# Colin James, Chris Caddell



## davetcan (Feb 27, 2006)

Saw Colin and Chris last night at a charity event. Played a "mostly" accoustic set with some very tasteful elctric and dobro thrown in. Tom Wilson (Junkhouse) also sat in for a couple of tunes that he'd written with Colin. It was at the Grande Theater, small and intimate. Just an outstanding performance as usual from Colin and I was mightily impressed by Chris and Tom. It was a real treat and a steal @ $38/seat.

[video=youtube;hCGkJhJ9MrQ]http://www.youtube.com/watch?v=hCGkJhJ9MrQ[/video]

[video=youtube;RCew_8H39oY]http://www.youtube.com/watch?v=RCew_8H39oY&feature=related[/video]

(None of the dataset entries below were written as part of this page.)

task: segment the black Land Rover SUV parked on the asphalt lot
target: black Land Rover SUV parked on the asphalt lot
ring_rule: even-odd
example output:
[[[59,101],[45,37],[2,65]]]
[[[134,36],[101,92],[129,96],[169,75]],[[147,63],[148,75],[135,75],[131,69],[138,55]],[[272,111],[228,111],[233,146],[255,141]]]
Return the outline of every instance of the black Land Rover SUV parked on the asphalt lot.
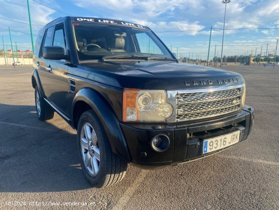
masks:
[[[127,163],[154,169],[223,151],[253,126],[240,74],[179,64],[147,26],[58,18],[40,30],[33,67],[38,118],[56,111],[77,130],[95,187],[121,181]]]

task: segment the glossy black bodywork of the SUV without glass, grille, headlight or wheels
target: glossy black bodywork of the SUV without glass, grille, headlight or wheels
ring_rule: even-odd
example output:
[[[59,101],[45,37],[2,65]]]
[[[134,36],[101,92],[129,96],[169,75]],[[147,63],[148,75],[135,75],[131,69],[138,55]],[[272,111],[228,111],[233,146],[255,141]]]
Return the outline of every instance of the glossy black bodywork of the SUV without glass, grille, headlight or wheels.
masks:
[[[74,17],[58,18],[41,29],[34,50],[32,74],[33,87],[39,87],[46,102],[73,128],[77,128],[77,107],[81,108],[79,104],[84,103],[100,119],[113,152],[144,168],[176,165],[201,158],[204,138],[235,130],[241,131],[240,141],[248,137],[254,118],[253,108],[249,106],[237,113],[198,122],[122,122],[124,88],[178,90],[239,85],[245,81],[238,73],[170,61],[118,59],[80,62],[74,44],[73,22]],[[40,50],[45,29],[60,23],[65,27],[68,60],[44,59]],[[146,26],[145,29],[150,30]],[[47,67],[52,70],[48,71]],[[69,79],[75,83],[72,90],[69,89]],[[155,152],[150,146],[151,138],[157,134],[165,134],[170,139],[168,149],[162,153]],[[147,156],[144,157],[143,153]]]

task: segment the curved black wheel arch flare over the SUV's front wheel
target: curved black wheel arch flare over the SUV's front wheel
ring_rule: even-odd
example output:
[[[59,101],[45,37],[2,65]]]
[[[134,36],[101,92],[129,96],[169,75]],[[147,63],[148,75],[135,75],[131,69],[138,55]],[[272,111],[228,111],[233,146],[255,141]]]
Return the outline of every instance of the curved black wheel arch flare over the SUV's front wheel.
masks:
[[[74,108],[78,101],[87,103],[97,114],[100,122],[107,133],[112,151],[127,162],[131,162],[128,147],[120,128],[120,124],[115,112],[109,106],[107,101],[91,88],[81,89],[75,96],[72,106],[71,118],[74,122]]]

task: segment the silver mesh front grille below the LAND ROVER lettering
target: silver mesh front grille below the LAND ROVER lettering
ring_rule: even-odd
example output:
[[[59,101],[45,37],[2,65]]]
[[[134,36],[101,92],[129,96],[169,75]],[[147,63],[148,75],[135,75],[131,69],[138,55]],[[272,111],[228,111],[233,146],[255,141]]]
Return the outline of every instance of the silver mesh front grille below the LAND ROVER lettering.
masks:
[[[169,91],[168,101],[176,107],[172,121],[183,122],[240,110],[243,85]]]

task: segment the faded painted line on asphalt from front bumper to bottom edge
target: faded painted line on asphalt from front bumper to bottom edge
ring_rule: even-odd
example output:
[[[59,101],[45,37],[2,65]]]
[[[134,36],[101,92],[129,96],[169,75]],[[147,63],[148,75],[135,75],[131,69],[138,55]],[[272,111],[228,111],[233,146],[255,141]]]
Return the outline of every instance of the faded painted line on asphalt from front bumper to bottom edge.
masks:
[[[124,209],[125,205],[128,203],[131,196],[133,196],[134,192],[137,190],[138,186],[141,185],[144,178],[147,175],[148,170],[142,170],[140,174],[137,175],[133,184],[131,184],[122,197],[118,200],[116,205],[113,207],[113,210],[121,210]]]

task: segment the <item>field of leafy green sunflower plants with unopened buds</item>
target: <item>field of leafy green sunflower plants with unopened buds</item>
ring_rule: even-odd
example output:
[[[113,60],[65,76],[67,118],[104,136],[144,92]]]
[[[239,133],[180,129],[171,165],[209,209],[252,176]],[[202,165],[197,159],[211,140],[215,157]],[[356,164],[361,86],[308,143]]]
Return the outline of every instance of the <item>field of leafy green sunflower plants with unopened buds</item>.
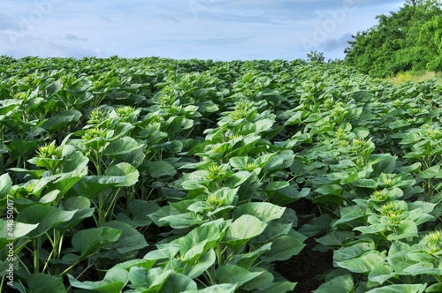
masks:
[[[311,250],[316,293],[441,292],[441,92],[302,60],[0,56],[0,287],[302,292],[279,268]]]

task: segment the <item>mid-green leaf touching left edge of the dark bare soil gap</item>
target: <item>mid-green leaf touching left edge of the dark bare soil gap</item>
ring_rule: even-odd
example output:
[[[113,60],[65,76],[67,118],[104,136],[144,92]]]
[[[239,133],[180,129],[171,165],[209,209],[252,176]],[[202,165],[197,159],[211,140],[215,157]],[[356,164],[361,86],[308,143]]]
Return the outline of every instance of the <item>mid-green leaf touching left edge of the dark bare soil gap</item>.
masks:
[[[286,260],[298,255],[305,247],[297,238],[291,236],[281,236],[273,240],[271,251],[265,254],[269,261]]]

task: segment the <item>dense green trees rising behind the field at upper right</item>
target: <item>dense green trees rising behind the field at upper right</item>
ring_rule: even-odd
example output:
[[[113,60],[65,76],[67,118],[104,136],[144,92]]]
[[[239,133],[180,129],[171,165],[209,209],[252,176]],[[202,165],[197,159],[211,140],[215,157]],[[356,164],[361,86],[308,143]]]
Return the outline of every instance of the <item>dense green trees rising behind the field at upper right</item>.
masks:
[[[407,1],[400,11],[353,35],[346,61],[372,77],[400,71],[442,71],[442,7],[436,0]]]

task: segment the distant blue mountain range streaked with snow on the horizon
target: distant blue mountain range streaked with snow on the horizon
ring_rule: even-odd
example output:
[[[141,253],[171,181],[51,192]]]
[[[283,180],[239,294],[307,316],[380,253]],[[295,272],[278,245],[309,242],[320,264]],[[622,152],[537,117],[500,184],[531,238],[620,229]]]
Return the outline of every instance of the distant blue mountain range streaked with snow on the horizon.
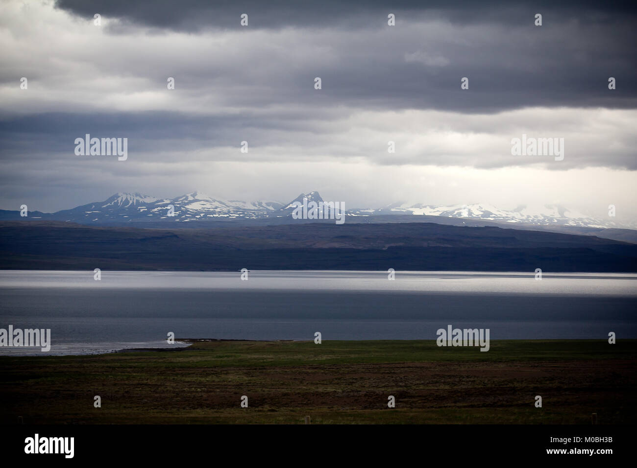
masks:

[video=youtube;jyWNJNbfIAI]http://www.youtube.com/watch?v=jyWNJNbfIAI&feature=related[/video]


----------



## Stratin2traynor (Sep 27, 2006)

Awesome. Thanks for the post Dave. The two times I've seen CJ (so far) his performance exceeded my expectations. I just wish he had a DVD out. THanks for the vids!


----------



## dodgechargerfan (Mar 22, 2006)

I'd see that show again.

I saw them in Niagara in the summer time.


----------